Последовала решающая пауза, после чего Робин заерзал на стуле и сказал с некоторым раздражением:
— Я хотел узнать твое мнение о литературных достоинствах рассказа.
— Именно его я только что высказала. Я не могу отделить «литературные» достоинства от содержания рассказа. Почему, ты думаешь, все эти ученые так меня здесь ненавидят?
— Ты нашла рассказ занимательным? Его ироничность заставила тебя улыбнуться?
— Честно говоря, нет. То, что люди в литературе называют иронией, в реальной жизни называется болью, непониманием, несчастьем. В мире и так слишком мало любви, чтобы я сочла забавными двух людей, которые не способны поведать друг другу о своих чувствах То же самое можно сказать про жуткую историю о везучем человеке. Он настолько глуп, настолько ничего не понимает в жизни, что ты все время ждешь, что рассказчик как-то прокомментирует его глупость, или накажет его, или сделает что-нибудь еще.
— Многие люди нашли этот рассказ смешным. Ты за эти годы просто утратила чувство юмора.
— Но ведь нельзя смеяться в одиночку, Робин.

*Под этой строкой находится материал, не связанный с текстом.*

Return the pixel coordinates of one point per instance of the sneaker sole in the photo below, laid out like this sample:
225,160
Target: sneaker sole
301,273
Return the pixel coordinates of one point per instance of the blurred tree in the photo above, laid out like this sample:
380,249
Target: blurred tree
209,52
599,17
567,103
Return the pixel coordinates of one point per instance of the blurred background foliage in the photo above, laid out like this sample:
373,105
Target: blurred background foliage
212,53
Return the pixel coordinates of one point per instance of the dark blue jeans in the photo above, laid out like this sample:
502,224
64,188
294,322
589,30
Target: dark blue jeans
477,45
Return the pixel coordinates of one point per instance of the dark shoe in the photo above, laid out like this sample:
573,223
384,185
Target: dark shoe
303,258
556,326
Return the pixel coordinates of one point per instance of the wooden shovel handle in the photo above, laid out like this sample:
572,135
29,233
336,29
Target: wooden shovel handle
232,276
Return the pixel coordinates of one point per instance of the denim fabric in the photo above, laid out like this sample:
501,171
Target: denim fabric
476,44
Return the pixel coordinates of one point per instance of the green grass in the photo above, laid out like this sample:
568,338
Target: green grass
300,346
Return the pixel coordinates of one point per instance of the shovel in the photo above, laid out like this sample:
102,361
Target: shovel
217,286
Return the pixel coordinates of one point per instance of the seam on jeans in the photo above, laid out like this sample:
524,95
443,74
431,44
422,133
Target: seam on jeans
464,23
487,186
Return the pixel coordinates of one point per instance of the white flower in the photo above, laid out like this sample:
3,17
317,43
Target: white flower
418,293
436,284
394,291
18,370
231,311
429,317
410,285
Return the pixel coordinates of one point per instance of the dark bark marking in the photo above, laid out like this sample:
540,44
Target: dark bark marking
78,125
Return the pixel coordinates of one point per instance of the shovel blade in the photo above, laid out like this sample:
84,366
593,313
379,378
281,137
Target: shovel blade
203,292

Никто не смеется в одиночку.
Я бы смеялась, если бы мне было с кем смеяться.
— Ты помнишь, — спросил Робин, и голос его стал тихим от напряжения, — как ты прежде смеялась вместе со мной?
— Прежде я смеялась со многими людьми. Возможно, и с тобой тоже. — Не обратив внимания на то, какое действие оказали ее слова на Робина, она поспешно продолжала: — Эти люди, которые нашли твой рассказ смешным, они ведь мужчины?
— Да, в основном мужчины.
— Я так и думала. Видишь ли, мужчинам нравится ирония, потому что она имеет прямое отношение к превосходству, к чувству власти, ко всем тем вещам, которые у них есть от рождения. Женский смех и мужской смех не похожи друг на друга. Не думаю, что ты вообще можешь понять смех женщин: он всегда связан с освобождением, с избавлением от неволи. Даже сам характер смеха иной, женский смех мало напоминает тот лай, который раздается, когда мужчины хохочут в компании.
— Так ты считаешь, что я никогда не смогу написать ничего такого, что рассмешило бы женщину?
— Я считаю лишь, что тебе не стоит удивляться, если люди не пляшут под твою дудку.